Australians' access to highly regulated listed medicines is not the case for similar supplements purchased from overseas, which have voluntary safety and quality requirements, if any at all. Suppose consumers believed the attack by anti-complementary medicine lobbyists for Australian listed products. In that case, the kinds of concerns stated by Dr Moses may become a reality for the Australian public buying overseas products online.
Cost-effective public safety
Australian consumers' access to high-quality, efficacious ingredients through the listed medicines path is important for public safety and cost-effective access. Regulating ingredients in listed medicines at an economically viable level for Australian businesses to produce such products is also vital – it allows for better health, wellness, and safety for the Australian population.
Towards a better conversation
Just as haematology, endocrinology and dietetics are forms of medicine, so is complementary medicine. There is usually a gentle and lower risk, and thus, importantly, it permits consumers a level of self-determination in their care. It is disappointing that specific well-respected individuals create unbalanced arguments to inflate fear over a valuable and helpful field of medicine. At the same time, other medical experts see countless patients whose health improves by using treatments including complementary medicines specific to the patient's individual needs.

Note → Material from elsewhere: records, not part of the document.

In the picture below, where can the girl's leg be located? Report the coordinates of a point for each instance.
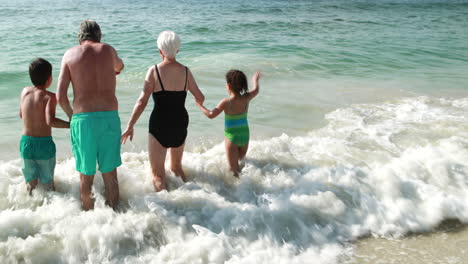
(176, 161)
(243, 151)
(157, 157)
(232, 153)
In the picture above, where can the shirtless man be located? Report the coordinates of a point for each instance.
(95, 130)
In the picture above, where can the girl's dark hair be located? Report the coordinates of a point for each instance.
(237, 81)
(39, 71)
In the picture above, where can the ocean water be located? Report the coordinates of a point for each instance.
(360, 128)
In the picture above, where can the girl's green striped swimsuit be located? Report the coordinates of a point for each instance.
(236, 128)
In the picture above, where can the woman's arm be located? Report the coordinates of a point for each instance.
(193, 88)
(140, 105)
(215, 112)
(256, 89)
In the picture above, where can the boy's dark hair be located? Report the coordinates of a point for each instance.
(238, 82)
(89, 30)
(40, 71)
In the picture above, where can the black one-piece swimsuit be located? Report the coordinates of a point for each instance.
(169, 119)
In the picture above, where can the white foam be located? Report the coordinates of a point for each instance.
(380, 169)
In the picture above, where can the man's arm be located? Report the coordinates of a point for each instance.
(51, 120)
(139, 106)
(62, 88)
(118, 63)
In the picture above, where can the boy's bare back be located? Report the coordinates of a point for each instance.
(34, 107)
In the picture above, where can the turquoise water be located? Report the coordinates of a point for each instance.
(360, 128)
(320, 54)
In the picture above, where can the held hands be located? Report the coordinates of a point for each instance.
(127, 133)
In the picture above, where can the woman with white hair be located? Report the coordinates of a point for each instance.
(168, 83)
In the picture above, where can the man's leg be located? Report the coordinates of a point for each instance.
(111, 185)
(176, 162)
(31, 186)
(86, 182)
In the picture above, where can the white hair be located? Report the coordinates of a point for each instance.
(168, 43)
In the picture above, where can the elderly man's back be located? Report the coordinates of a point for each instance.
(95, 124)
(92, 74)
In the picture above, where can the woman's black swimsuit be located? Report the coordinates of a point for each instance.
(169, 119)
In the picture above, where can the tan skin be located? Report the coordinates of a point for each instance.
(171, 72)
(238, 105)
(37, 109)
(91, 67)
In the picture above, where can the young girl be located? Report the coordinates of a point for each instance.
(236, 127)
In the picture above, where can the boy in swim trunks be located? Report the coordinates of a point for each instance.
(37, 109)
(236, 127)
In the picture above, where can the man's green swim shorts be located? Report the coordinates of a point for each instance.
(38, 154)
(95, 136)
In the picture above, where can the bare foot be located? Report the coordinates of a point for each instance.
(159, 184)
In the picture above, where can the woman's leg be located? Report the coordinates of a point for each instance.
(157, 157)
(232, 154)
(176, 161)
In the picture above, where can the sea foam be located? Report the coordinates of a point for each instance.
(380, 169)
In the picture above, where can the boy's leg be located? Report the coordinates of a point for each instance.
(176, 161)
(86, 182)
(111, 185)
(157, 157)
(232, 154)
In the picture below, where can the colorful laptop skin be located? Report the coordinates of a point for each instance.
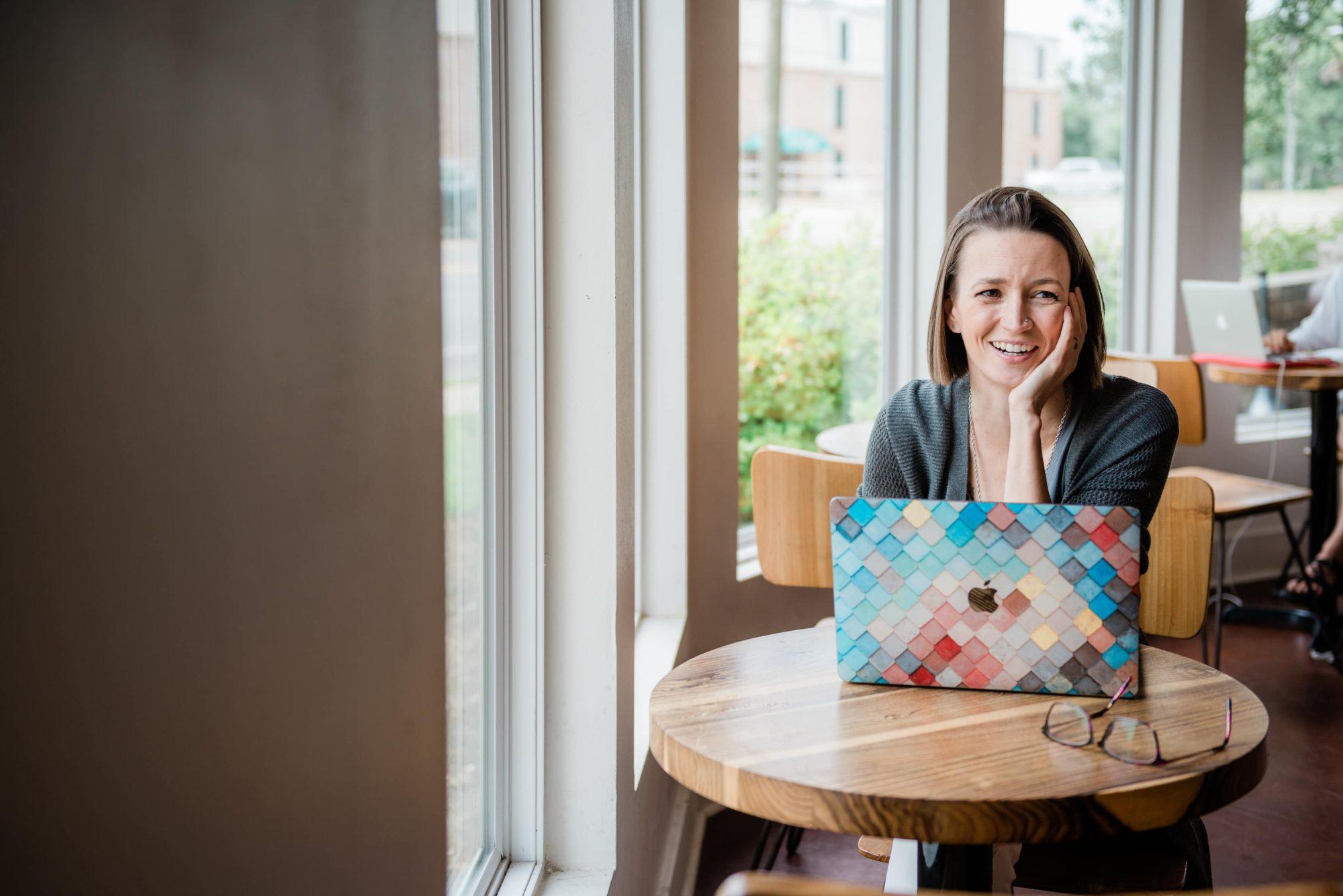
(990, 596)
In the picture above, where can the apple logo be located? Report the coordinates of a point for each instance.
(984, 599)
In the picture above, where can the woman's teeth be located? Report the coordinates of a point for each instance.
(1013, 348)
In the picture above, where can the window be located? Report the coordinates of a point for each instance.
(468, 423)
(811, 240)
(1064, 123)
(1291, 203)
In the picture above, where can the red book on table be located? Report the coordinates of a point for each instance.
(1262, 364)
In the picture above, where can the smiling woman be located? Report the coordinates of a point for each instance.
(1019, 408)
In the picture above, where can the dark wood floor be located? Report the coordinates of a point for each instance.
(1290, 828)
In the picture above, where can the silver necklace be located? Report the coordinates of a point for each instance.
(974, 448)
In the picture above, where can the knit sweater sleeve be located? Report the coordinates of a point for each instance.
(1130, 468)
(882, 477)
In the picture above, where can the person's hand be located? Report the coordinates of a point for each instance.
(1050, 377)
(1278, 342)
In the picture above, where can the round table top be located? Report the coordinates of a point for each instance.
(1303, 379)
(848, 440)
(768, 728)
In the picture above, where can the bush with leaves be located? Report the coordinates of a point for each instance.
(1270, 247)
(809, 318)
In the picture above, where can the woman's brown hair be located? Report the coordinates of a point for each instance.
(1016, 208)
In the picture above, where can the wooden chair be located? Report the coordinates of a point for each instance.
(1234, 495)
(793, 490)
(792, 493)
(758, 885)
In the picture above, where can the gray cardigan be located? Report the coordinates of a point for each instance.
(1119, 454)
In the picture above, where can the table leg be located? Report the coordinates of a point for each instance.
(923, 867)
(903, 868)
(1325, 427)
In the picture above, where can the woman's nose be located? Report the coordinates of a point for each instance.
(1016, 315)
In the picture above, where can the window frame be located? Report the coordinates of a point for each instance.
(514, 389)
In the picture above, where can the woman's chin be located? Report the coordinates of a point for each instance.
(1007, 375)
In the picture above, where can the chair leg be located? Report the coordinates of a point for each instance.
(761, 844)
(1295, 554)
(794, 839)
(1221, 589)
(774, 854)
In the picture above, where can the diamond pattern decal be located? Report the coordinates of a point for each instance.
(1064, 580)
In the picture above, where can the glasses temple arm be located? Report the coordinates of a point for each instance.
(1123, 689)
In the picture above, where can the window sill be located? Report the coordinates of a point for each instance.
(575, 883)
(656, 646)
(1283, 424)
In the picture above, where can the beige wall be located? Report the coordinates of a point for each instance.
(222, 639)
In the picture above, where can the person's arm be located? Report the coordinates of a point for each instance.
(1324, 328)
(1027, 482)
(882, 477)
(1137, 475)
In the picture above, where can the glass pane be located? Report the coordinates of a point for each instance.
(1066, 77)
(465, 427)
(813, 85)
(1291, 201)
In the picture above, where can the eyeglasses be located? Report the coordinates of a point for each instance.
(1126, 740)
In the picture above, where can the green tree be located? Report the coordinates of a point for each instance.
(1294, 95)
(1094, 91)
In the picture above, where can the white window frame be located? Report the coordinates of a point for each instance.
(660, 353)
(511, 142)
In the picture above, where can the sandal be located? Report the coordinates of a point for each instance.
(1317, 585)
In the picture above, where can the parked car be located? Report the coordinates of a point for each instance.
(1080, 175)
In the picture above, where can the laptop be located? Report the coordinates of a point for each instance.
(1224, 326)
(988, 596)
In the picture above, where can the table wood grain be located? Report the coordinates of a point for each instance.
(768, 728)
(847, 440)
(1303, 379)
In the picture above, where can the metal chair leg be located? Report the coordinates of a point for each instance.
(761, 844)
(1221, 589)
(774, 854)
(794, 839)
(1295, 554)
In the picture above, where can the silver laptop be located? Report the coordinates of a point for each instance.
(1224, 319)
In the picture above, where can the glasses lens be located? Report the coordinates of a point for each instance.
(1068, 724)
(1131, 741)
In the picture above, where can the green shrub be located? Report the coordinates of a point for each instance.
(1270, 247)
(809, 321)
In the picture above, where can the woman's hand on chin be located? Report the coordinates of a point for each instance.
(1050, 376)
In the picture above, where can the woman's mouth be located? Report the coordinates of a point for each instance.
(1015, 350)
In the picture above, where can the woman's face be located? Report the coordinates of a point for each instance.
(1008, 302)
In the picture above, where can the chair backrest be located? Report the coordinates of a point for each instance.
(792, 494)
(754, 883)
(1174, 589)
(793, 490)
(1178, 377)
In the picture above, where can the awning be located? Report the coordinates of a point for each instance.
(793, 141)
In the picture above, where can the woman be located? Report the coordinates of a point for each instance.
(1019, 408)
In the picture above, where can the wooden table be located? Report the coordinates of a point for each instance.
(848, 440)
(768, 728)
(1324, 384)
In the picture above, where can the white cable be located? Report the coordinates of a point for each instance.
(1272, 468)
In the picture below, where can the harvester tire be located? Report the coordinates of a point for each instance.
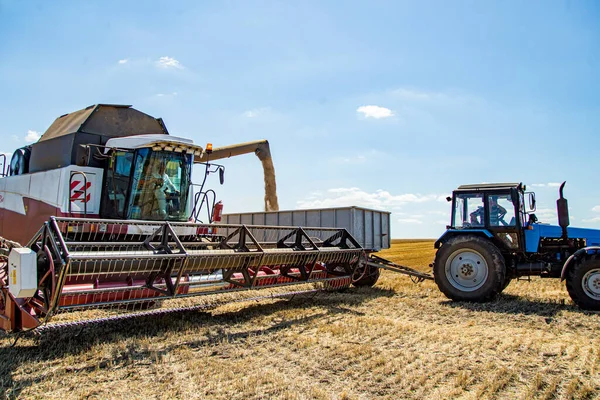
(583, 283)
(469, 268)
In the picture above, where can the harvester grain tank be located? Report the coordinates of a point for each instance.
(495, 237)
(101, 213)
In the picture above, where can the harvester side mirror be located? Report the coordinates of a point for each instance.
(222, 175)
(83, 156)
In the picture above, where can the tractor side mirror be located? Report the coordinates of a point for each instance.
(531, 201)
(222, 175)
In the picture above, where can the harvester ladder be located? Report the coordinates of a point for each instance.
(83, 191)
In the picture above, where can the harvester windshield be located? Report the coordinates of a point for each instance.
(148, 185)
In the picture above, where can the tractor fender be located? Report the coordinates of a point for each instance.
(450, 233)
(573, 258)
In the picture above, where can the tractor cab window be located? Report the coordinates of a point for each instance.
(501, 210)
(160, 186)
(468, 210)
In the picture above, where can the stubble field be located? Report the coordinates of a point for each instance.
(395, 340)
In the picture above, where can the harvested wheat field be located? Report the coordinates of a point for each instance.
(396, 340)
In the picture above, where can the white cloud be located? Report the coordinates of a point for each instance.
(32, 136)
(380, 199)
(376, 112)
(437, 212)
(410, 94)
(168, 62)
(359, 158)
(550, 184)
(409, 221)
(256, 112)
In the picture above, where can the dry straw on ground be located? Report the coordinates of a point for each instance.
(396, 340)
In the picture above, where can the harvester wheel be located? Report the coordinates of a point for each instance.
(583, 283)
(469, 268)
(365, 274)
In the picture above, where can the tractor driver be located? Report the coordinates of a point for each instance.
(162, 183)
(497, 213)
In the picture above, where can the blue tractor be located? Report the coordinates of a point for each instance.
(494, 237)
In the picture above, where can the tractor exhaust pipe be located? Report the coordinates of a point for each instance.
(263, 152)
(562, 207)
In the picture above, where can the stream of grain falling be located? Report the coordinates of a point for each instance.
(271, 203)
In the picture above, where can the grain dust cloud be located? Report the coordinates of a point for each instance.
(271, 203)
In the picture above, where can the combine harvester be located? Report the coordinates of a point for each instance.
(100, 218)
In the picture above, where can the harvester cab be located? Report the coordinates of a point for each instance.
(494, 237)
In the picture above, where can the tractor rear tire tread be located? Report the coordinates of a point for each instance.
(574, 278)
(496, 279)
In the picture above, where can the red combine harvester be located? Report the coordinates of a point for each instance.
(101, 214)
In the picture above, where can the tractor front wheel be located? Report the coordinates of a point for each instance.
(583, 283)
(469, 268)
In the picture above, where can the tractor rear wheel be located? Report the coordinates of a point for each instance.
(583, 283)
(469, 268)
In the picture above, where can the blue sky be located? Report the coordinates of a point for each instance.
(385, 104)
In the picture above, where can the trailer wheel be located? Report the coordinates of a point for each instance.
(583, 283)
(365, 274)
(469, 268)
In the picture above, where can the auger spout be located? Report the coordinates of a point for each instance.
(263, 152)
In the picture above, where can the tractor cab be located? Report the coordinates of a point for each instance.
(496, 211)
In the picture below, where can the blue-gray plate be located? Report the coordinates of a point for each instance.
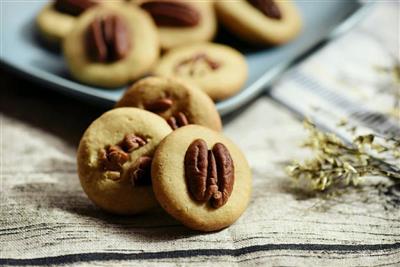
(22, 51)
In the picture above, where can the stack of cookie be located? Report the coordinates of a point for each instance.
(109, 43)
(162, 145)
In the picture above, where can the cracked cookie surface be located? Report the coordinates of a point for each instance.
(220, 71)
(56, 19)
(181, 22)
(178, 102)
(213, 201)
(114, 159)
(264, 22)
(139, 44)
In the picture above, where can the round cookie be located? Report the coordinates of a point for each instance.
(261, 21)
(114, 158)
(177, 102)
(180, 165)
(56, 19)
(181, 22)
(109, 47)
(219, 70)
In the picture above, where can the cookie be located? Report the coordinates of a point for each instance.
(201, 178)
(181, 22)
(262, 22)
(114, 159)
(177, 102)
(56, 19)
(219, 70)
(111, 46)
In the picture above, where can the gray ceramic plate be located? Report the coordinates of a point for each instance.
(22, 52)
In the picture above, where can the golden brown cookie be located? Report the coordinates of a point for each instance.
(114, 159)
(219, 70)
(111, 46)
(177, 102)
(56, 19)
(181, 22)
(261, 21)
(201, 178)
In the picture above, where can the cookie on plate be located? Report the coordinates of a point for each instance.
(56, 19)
(181, 22)
(111, 46)
(177, 102)
(263, 22)
(201, 178)
(114, 159)
(219, 70)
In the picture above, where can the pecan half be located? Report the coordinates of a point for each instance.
(267, 7)
(107, 39)
(113, 157)
(73, 7)
(132, 142)
(140, 172)
(179, 120)
(172, 13)
(159, 105)
(209, 174)
(197, 59)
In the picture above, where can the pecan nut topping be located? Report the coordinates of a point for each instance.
(179, 120)
(107, 39)
(209, 174)
(160, 105)
(194, 63)
(172, 13)
(267, 7)
(140, 173)
(132, 142)
(73, 7)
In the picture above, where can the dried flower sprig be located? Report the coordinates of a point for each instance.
(339, 164)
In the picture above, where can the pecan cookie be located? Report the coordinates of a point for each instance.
(261, 21)
(177, 102)
(110, 46)
(114, 159)
(201, 178)
(56, 19)
(219, 70)
(181, 22)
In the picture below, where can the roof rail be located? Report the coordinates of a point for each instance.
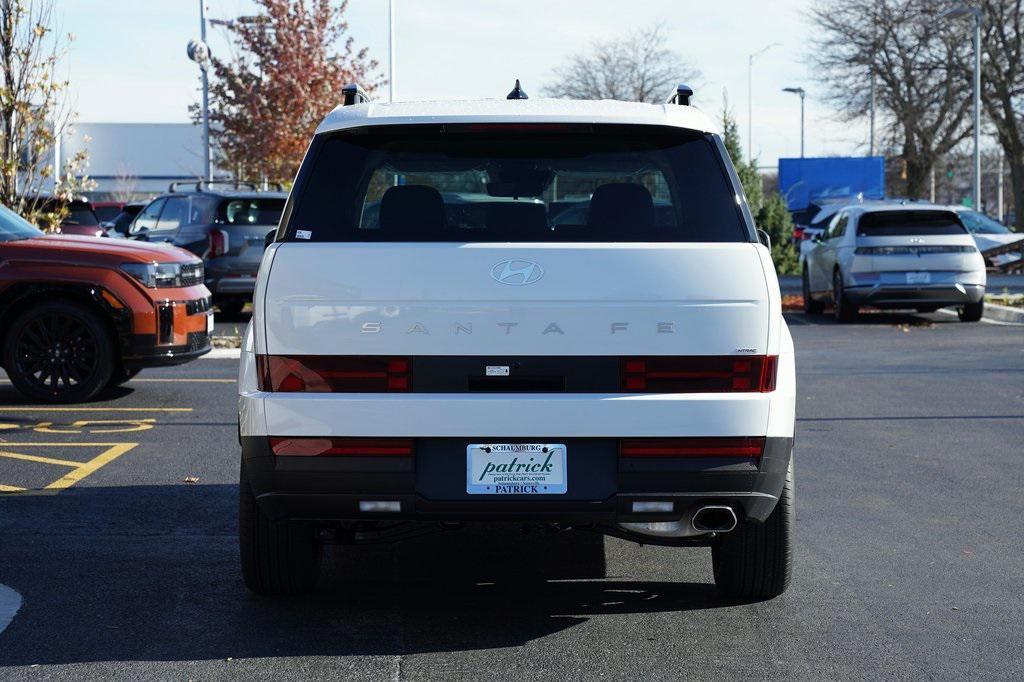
(681, 96)
(353, 94)
(202, 185)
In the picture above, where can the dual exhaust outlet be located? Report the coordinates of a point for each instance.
(710, 518)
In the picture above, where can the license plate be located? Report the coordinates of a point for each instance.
(515, 468)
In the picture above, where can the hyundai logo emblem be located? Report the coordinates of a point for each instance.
(516, 272)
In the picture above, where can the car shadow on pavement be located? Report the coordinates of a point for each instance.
(152, 573)
(875, 318)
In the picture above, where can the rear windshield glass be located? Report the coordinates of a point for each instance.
(524, 182)
(907, 223)
(81, 216)
(251, 211)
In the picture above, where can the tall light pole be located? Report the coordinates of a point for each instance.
(955, 12)
(390, 50)
(802, 94)
(200, 53)
(750, 98)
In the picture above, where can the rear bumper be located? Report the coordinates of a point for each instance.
(430, 485)
(892, 296)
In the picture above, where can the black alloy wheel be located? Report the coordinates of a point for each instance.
(59, 352)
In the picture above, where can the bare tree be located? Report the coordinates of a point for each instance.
(923, 97)
(32, 115)
(1001, 80)
(637, 67)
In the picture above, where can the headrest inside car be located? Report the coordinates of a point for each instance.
(620, 205)
(408, 207)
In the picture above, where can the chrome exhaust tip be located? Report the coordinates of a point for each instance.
(714, 518)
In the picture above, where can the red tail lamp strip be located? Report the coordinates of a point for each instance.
(717, 446)
(334, 374)
(699, 374)
(311, 446)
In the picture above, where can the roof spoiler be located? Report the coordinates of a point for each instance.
(681, 96)
(353, 94)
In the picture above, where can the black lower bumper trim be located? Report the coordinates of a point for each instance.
(431, 486)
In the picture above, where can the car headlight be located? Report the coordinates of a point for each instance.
(158, 275)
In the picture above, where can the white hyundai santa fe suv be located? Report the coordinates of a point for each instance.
(432, 344)
(895, 256)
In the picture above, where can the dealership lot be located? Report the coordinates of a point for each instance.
(908, 455)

It is much more helpful to engage in respectful discussion with clinicians, patients, academia, and industry to understand the benefits and risks of recognising and advancing the use of complementary medicine through best practice. A positive, mutually respectful approach to engagement and ongoing education is what is needed. This way, all of us can be helped to make the best decisions and deliver the most positive health outcomes for us all.